Addition of an outlier near the end of the series results in loss of signal in the seasonal component and a very small signal in the trend component. It’s worth noting that classical decomposition does not include portions of the data (trend, random) at the beginning/end of the time series (in this instance: 2005-Q3/Q4 & 2010 - Q1/Q2), yet provides an estimate of the seasonal component in these positions.
#Collect data and build plots
gas <- tail(aus_production, 5*4) %>% select(Gas) # 4 represents quarters in this dataset
fig19<-gas%>%
autoplot(color = 'steelblue')+
labs(title='Figure 19. Australian Gas Production')+
theme_classic() # definitely trend-cycle and seasonality
#classical decomposition
classic<-gas%>%
model(classical_decomposition(Gas ~ season(4), type = "mult"))%>% # from feasts package
components()
fig20<-classic%>%
autoplot(color='steelblue') +
labs(title = "Figure 20. Classical decomposition of Quarterly
Australian Gas Production", subtitle = 'Multiplicative')+
theme_classic()
#seasonal adjustment # note that classic computes trend, seasonal, random and season_adjust
adjust_season<-classic%>%
select(Quarter, season_adjust)
fig21<-adjust_season%>%
autoplot(season_adjust, color='steelblue')+
labs(title='Figure 21. Seasonally Adjusted Austrailian Gas Production')+
theme_classic()
# Change one observation to be an outlier, and recompute the seasonally adjusted data
mid_out <- gas
mid_out$Gas[10] <- mid_out$Gas[10] + 300
fig22<-mid_out%>%
model(classical_decomposition(Gas ~ season(4), type = "mult"))%>%
components()%>%
select(Quarter, season_adjust)%>%
autoplot(season_adjust, color='steelblue')+
labs(title='Figure 22. Seasonally Adjusted Australian Gas Production with Outlier', subtitle='Outlier at Center of Time Series')+
theme_classic()
# place outlier at end of series and recompute seasonally adjusted data
end_out <- gas
end_out$Gas[20] <- end_out$Gas[20] + 300
fig23<-end_out%>%
model(classical_decomposition(Gas ~ season(4), type = "mult"))%>%
components()%>%
select(Quarter, season_adjust)%>%
autoplot(season_adjust, color='steelblue')+
labs(title='Figure 23. Seasonally Adjusted Australian Gas Production with Outlier', subtitle='Outlier at End of Time Series')+
theme_classic()
fig19fig20fig21/fig22/fig23Recall your retail time series data (from Exercise 8 in Section 2.10).
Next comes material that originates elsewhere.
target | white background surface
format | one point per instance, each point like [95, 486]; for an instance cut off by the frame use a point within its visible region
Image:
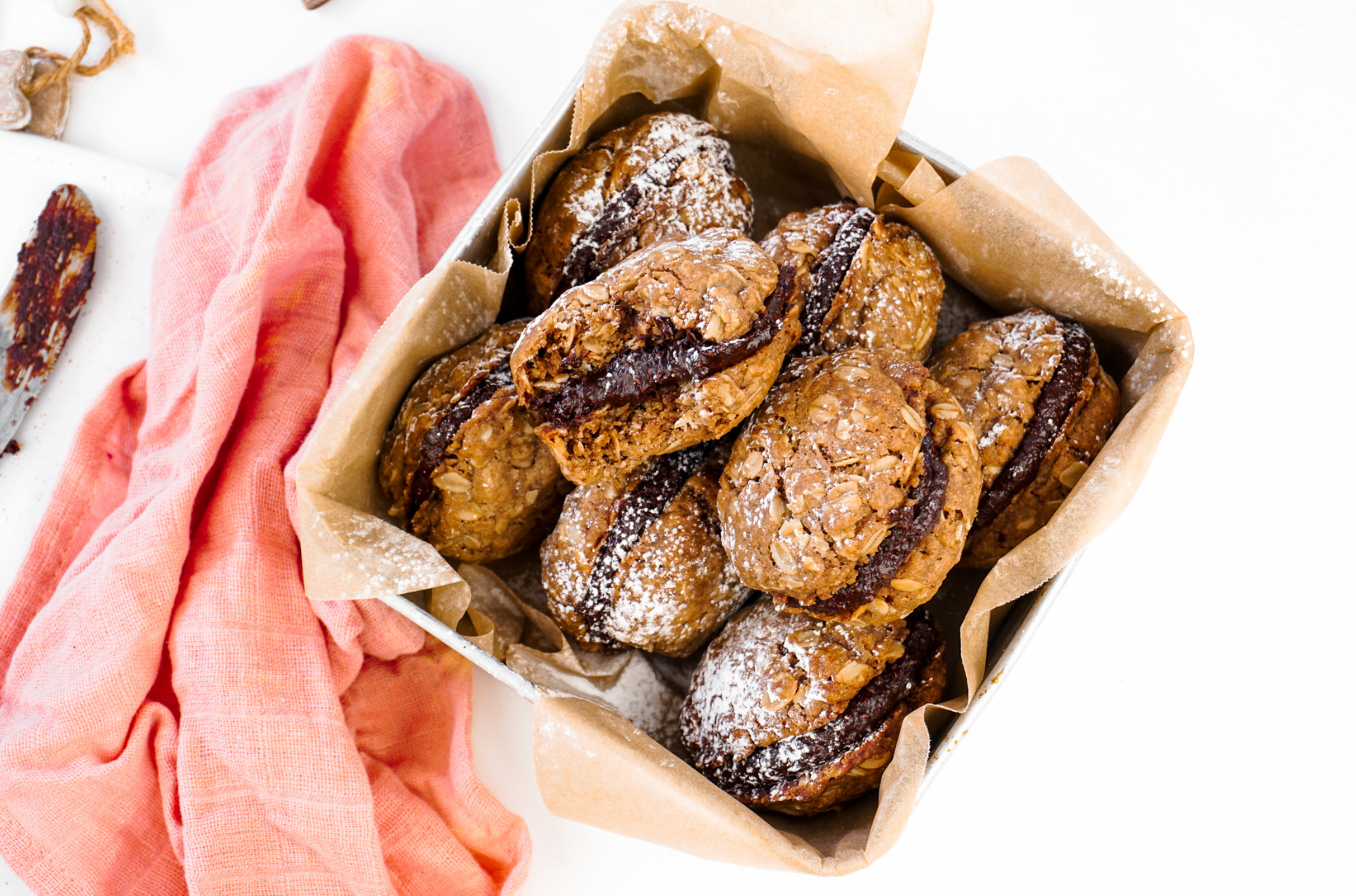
[1183, 722]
Decompose the series using X-11. Does it reveal any outliers, or unusual features that you had not noticed previously?
# Decompose using X11
x_11<-aus_retail%>%
filter(State == 'Victoria' & Industry == 'Pharmaceutical, cosmetic and toiletry goods retailing')%>%
model(test=X_13ARIMA_SEATS(Turnover ~ x11())) %>%
components()
fig24<-autoplot(x_11,color='steelblue') +
labs(title =
"Decomposition of Total Australian Retail Employment Using X-11.",
subtitle = 'Figure 24. Pharmaceutical, Cosmetic and Toiletry Goods Retailing: Time Series Decomposition')+
theme_classic()
#identify specific outliers
df<-x_11%>%as.data.frame()
fig25<-df%>%ggplot(aes(y=irregular))+
geom_boxplot(fill = "#0c4c8a", alpha=0.5)+
labs(title = 'Figure 25. Box plot of Irregular Component')+
theme_classic()
df%>%
filter(irregular > 1.15) # july 1991, irregular=1.16, Turnover=65.1fig24|fig25Figures 3.19 and 3.20 show the result of decomposing the number of persons in the civilian labour force in Australia each month from February 1978 to August 1995.
Write about 3–5 sentences describing the results of the decomposition. Pay particular attention to the scales of the graphs in making your interpretation.
There is a relatively smooth, linear, upward trend in the data (value, trend). Variance within the seasonal component appears to be stationary. The residuals appear randomly distributed with the exception of several large outliers around 1991. Based on the graph scales, the seasonal component and residual components comprise a small fraction of the variation (~10%) in the time series.
Is the recession of 1991/1992 visible in the estimated components?
Yes, as indicated in the previous response, the large negative outliers in the residuals provide clear evidence of the 1991-92 recession.